Doxorubicin is a drug used in treatments for cancer patients during chemotherapy.  However, due to whole body side effects such as killing fast growing cells, causing hair loss, and damaging the heart, doxorubicin is primarily of interest for targeted drug delivery.  By loading doxorubicin in porous nanoparticles with iron oxide cores, the magnetic properties of the nanoparticles can be used to direct the drug to the target area within the body.  This summer I worked in the lab of Dr. Sarah Larsen, in the Department of Chemistry, which specializes in the biomedical and environmental effects of porous nanomaterials.  The first phase of my project was the completion of the nanoparticle library.  The experimental conditions for the synthesis of Fe₃O₄@MCM-41 particles were calibrated to prepare mesoporous silica particles which have an average size of less than 100 nm and relative standard deviation less than 25%.  These nanoparticles have a hexagonally ordered pore structure (MCM-41) and a magnetite core (Fe₃O₄).

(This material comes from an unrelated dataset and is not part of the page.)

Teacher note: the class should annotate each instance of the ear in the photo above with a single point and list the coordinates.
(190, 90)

The second phase of my project involved cell studies on the following previously prepared particles:

• Fe₃O₄

• WO-SiO₂ (“wormhole” silica, a disordered interconnected pore structure)

• MCM-41

• Fe₃O₄@WO-SiO₂

MTS assays, a colorimetric test of cellular metabolic activity were used to assess the cytotoxicity of the particles, alone and loaded with doxorubicin, on A549 human lung carcinoma cells.  Controls show that the particles themselves were relatively non-toxic (cell viability approximately 90% for each type).  Loading the particles with doxorubicin resulted in a 5-15% decrease in cell viability.